What is MCP?

The Model Context Protocol (MCP) is Anthropic's open specification for connecting AI models to external data sources, tools, and services. If you've used Claude Desktop with file access or GitHub integration, you've used MCP — it's the underlying protocol that lets models interact with real-world systems beyond their training data.

MCP has become the de-facto standard for AI tool integration in 2026, with adoption accelerating across the industry. Major players including Block, Cedar, and GitHub have built MCP servers for their platforms. The result: production AI systems are increasingly built on MCP connections — and when those connections fail, your AI assistant goes dark.

Monitoring MCP is now a critical infrastructure concern.

This guide covers what MCP monitoring looks like in production, what metrics matter, and how to build observability into your MCP-powered stack.


Why MCP Changes Observability Requirements

Traditional AI applications are self-contained. You send a prompt, the model responds, you log the interaction. Simple.

MCP breaks that model. When an LLM uses an MCP server to fetch real-time data, execute tools, or query databases, the response latency and reliability depend on external systems you don't directly control.
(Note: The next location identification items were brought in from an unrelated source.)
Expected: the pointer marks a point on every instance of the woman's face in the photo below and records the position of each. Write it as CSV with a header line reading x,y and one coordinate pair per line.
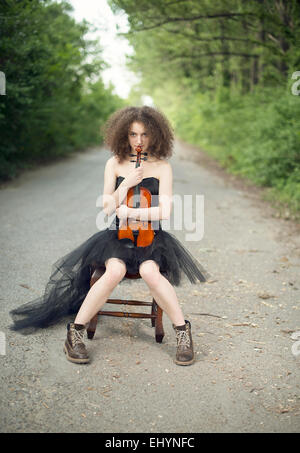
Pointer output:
x,y
137,135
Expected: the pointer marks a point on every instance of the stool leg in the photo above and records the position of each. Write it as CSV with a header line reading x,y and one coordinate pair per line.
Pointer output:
x,y
92,327
159,330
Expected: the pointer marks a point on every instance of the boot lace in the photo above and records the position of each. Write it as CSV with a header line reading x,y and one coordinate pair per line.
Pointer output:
x,y
183,338
77,336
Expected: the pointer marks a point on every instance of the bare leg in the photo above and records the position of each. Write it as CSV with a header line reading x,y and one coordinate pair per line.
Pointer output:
x,y
162,291
100,291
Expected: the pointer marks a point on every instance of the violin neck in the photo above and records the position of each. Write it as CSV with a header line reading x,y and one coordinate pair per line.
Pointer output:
x,y
136,198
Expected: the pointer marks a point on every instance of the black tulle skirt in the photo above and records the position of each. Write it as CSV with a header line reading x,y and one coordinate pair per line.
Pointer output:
x,y
69,282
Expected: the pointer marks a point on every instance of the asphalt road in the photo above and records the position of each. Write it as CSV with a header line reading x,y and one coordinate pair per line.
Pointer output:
x,y
246,377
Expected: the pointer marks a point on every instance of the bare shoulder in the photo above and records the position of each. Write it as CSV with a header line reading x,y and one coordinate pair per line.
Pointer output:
x,y
111,165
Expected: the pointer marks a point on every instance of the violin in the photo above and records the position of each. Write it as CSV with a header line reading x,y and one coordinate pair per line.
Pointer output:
x,y
137,232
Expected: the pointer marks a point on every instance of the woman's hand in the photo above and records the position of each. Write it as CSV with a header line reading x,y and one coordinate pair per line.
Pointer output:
x,y
122,212
134,177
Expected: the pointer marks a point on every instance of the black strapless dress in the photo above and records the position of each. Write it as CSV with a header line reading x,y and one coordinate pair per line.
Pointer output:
x,y
70,279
Consider what can go wrong:

  • MCP server goes down → The model loses access to tools and starts failing or returning degraded answers
  • Server response latency spikes → Every user query becomes slow, and you won't know until complaints roll in
  • Rate limit exceeded → Your AI assistant silently starts refusing requests
  • Server returns malformed data → The model receives corrupted context and produces wrong outputs
  • Network partition → The model appears to hang indefinitely

Without monitoring, you have no visibility into any of this. Your users experience a "broken AI" without you knowing why.

The MCP Architecture

A typical MCP setup has three components:

  1. MCP Host — The AI application (Claude Desktop, an AI agent framework, your custom app)
  2. MCP Client — The client library that manages connections to servers
  3. MCP Server — The server exposing tools/resources via the MCP specification

When a model calls a tool (like github.create_issue or filesystem.read_file), the request flows through this chain. Monitoring must cover each hop.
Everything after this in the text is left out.